More involvement by the Chamber of Commerce would be useful. Assign them a regular item number on the agenda for the City Council meetings and ask them to give a report on their activities in promoting Sebastian.

 

The redevelopment area dominates discussion at the city government level. What other areas of the city need attention and what would you do to address them?

Continually improve our infrastructure (i.e., roads, water, sewer, gas, electric, communications, facilities, etc.).

Remodel and modernize the clubhouse at the Sebastian Municipal Golf Course.

Hire a full-time professional Grant Writer that primarily searches for grants that do not require matching funds.

Partner with banks and other financial institutions, as well as with the county and our neighboring communities.

Form a steering committee and hold public workshops on ways to begin downsizing our local government.

Have Budget Committee meetings every month and conduct a thorough line by line review of every department.

Everything should be on the table except items that affect the health, safety and welfare of our residents.

Halt all discretionary spending across the board and reward department heads for saving budgeted money instead of spending it so it would not be reduced or cut in the following budget year. Tighten everyone’s belt.

Reorganize departments where possible, consolidate functions that do not require specialists and reduce staff.

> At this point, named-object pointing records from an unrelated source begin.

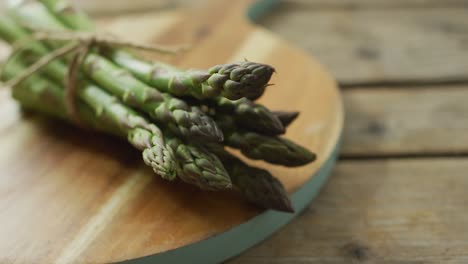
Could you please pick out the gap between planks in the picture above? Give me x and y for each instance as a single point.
(395, 211)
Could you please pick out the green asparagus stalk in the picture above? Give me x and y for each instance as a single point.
(250, 115)
(286, 118)
(257, 185)
(11, 33)
(198, 166)
(275, 150)
(108, 115)
(174, 113)
(233, 81)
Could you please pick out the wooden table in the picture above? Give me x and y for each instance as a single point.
(399, 192)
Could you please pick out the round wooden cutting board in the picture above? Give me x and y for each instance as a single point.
(69, 196)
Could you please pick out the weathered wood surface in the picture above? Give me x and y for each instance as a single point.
(393, 211)
(380, 45)
(383, 121)
(68, 196)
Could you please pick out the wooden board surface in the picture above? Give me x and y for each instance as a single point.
(73, 196)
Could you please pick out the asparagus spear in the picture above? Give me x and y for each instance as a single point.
(256, 185)
(174, 113)
(275, 150)
(198, 166)
(233, 81)
(251, 116)
(108, 115)
(286, 118)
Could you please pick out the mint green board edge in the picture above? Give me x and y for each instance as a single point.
(219, 248)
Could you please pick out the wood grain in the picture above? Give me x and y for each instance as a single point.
(406, 121)
(394, 211)
(380, 45)
(70, 196)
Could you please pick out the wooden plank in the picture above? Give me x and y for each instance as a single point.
(380, 45)
(92, 190)
(374, 3)
(398, 121)
(394, 211)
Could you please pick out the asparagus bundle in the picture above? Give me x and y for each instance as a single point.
(117, 91)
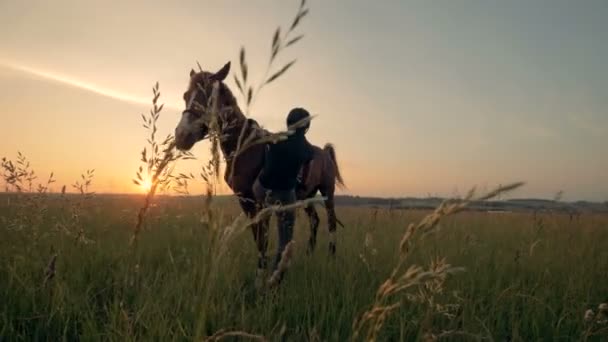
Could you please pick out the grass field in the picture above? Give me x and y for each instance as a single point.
(527, 277)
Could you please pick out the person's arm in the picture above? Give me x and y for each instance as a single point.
(309, 152)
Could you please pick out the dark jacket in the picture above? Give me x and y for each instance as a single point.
(283, 162)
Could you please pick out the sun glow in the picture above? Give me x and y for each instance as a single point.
(146, 185)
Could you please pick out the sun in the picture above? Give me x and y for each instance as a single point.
(146, 185)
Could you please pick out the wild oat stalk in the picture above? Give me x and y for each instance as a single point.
(159, 167)
(403, 279)
(30, 205)
(280, 41)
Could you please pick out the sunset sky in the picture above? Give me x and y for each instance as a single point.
(418, 97)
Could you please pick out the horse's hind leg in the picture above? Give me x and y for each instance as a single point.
(313, 218)
(331, 218)
(259, 231)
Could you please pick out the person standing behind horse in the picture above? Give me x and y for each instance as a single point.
(278, 179)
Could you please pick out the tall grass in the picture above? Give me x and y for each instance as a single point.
(141, 267)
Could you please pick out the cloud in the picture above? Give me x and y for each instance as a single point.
(71, 81)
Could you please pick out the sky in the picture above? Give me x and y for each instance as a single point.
(419, 97)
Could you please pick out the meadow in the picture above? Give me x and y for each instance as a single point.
(68, 272)
(80, 266)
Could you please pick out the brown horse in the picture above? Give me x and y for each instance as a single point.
(322, 173)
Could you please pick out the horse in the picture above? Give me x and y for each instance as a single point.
(322, 172)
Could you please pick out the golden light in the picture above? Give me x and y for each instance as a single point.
(146, 185)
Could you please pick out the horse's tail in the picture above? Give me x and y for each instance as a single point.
(329, 148)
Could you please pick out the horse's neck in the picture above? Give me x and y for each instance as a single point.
(232, 132)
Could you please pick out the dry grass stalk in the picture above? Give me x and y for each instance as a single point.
(49, 272)
(286, 257)
(159, 166)
(402, 279)
(279, 43)
(222, 334)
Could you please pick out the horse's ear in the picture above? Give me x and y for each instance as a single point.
(221, 75)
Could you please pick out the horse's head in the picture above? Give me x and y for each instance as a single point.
(194, 125)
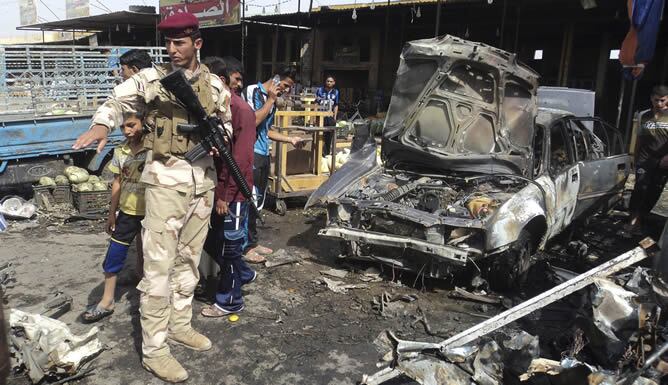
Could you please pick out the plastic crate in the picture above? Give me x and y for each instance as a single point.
(53, 194)
(92, 202)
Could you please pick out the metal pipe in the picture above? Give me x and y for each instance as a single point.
(503, 23)
(517, 29)
(243, 34)
(438, 18)
(629, 117)
(622, 88)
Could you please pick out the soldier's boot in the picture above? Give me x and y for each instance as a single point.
(181, 331)
(166, 367)
(191, 339)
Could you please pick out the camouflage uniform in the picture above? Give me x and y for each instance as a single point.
(179, 200)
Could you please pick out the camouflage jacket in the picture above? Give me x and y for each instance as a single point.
(133, 95)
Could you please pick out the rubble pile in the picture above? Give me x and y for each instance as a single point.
(617, 335)
(45, 348)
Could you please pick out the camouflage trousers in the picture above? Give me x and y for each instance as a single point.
(174, 230)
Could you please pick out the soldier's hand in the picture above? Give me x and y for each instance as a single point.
(97, 133)
(111, 223)
(297, 141)
(663, 164)
(221, 207)
(272, 92)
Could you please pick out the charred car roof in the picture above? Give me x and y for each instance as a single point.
(461, 105)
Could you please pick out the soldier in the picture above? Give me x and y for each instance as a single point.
(179, 195)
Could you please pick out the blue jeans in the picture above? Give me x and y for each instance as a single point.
(234, 271)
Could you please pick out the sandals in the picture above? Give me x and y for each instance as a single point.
(253, 257)
(214, 311)
(263, 250)
(95, 313)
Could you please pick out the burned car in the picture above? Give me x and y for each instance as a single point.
(473, 172)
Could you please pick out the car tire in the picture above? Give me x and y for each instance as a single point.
(281, 207)
(508, 270)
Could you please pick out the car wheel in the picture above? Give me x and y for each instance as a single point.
(105, 174)
(281, 207)
(508, 270)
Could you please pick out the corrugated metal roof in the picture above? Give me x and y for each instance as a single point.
(97, 22)
(376, 4)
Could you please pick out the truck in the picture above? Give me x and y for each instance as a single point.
(48, 95)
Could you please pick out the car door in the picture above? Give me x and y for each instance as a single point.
(565, 174)
(604, 167)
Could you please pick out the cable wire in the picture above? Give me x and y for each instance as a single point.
(47, 7)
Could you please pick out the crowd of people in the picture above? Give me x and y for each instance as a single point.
(174, 207)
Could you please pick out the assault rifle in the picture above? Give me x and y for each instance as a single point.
(210, 129)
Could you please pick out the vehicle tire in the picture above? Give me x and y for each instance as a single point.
(281, 207)
(508, 270)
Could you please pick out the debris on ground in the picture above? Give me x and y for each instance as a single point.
(339, 286)
(46, 348)
(619, 342)
(371, 275)
(385, 304)
(478, 297)
(15, 207)
(53, 307)
(336, 273)
(7, 276)
(283, 257)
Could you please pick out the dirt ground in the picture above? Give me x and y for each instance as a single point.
(293, 331)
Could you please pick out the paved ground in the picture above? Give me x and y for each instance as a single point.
(294, 331)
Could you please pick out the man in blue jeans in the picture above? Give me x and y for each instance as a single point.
(261, 97)
(231, 208)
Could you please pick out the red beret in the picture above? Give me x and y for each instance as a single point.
(180, 24)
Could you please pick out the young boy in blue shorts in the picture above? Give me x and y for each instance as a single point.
(127, 197)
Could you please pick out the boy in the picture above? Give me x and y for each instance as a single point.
(134, 61)
(127, 196)
(231, 208)
(651, 156)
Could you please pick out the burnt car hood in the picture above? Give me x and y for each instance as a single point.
(424, 65)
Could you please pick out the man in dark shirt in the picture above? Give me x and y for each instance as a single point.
(231, 208)
(651, 155)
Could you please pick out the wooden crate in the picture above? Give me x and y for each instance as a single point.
(92, 202)
(45, 196)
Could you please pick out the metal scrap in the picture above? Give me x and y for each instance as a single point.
(282, 257)
(46, 347)
(485, 298)
(338, 286)
(520, 350)
(7, 276)
(336, 273)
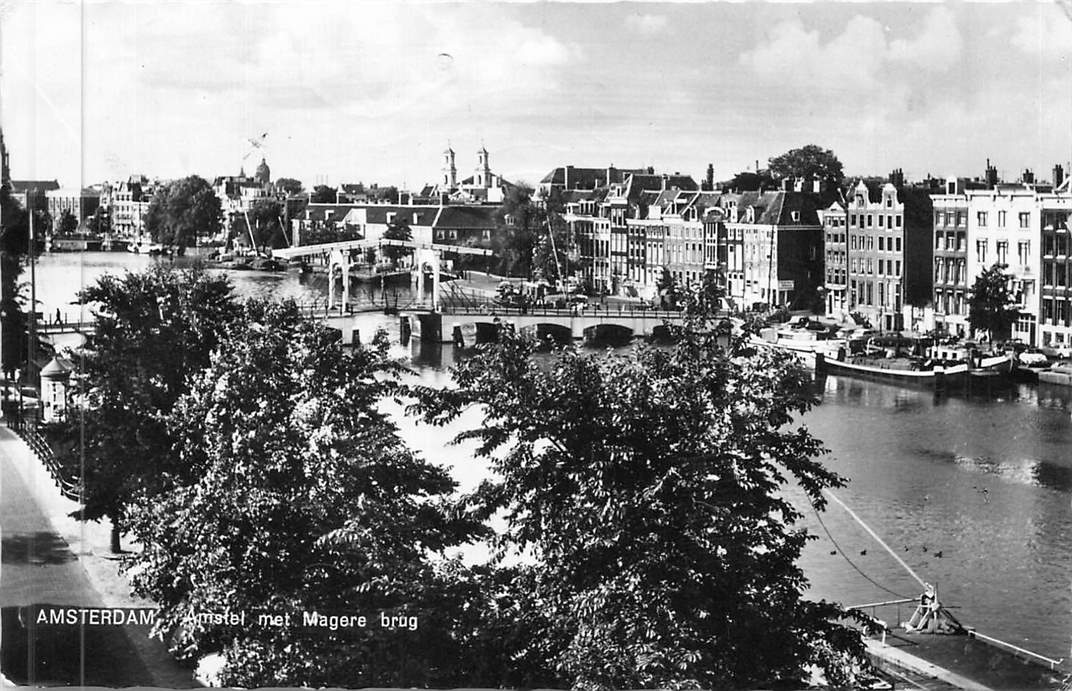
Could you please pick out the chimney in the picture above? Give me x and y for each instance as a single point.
(992, 175)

Address the high costs associated with our current Employee Health Insurance Plan and all other benefits.

Give everyone in our community an opportunity to get involved by establishing a Citizens (Volunteer) Academy that can provide a myriad of services while saving our community hundreds of thousands of dollars.

Acquire and review the budgets of other cities of similar size and nature for possible new revenue sources and unique concepts that would be beneficial to Sebastian if implemented here.

And finally:

Mr. Mayor – Why not work to establish total transparency in financial matters by placing the city check book on our www.cityofsebastian.org website so the disbursement of all funds, especially the discretionary amounts by the City Manager, can be seen by the public and evaluated. What are we afraid of? Let the people be the judge!

Mr. City Manager – Step up, give us your opinion and always take a position. Don’t just come to the meeting to get 3 votes and take the easy way out on every issue. We don’t need a follower. We pay you $100,000-plus annually for leadership. We are not getting it.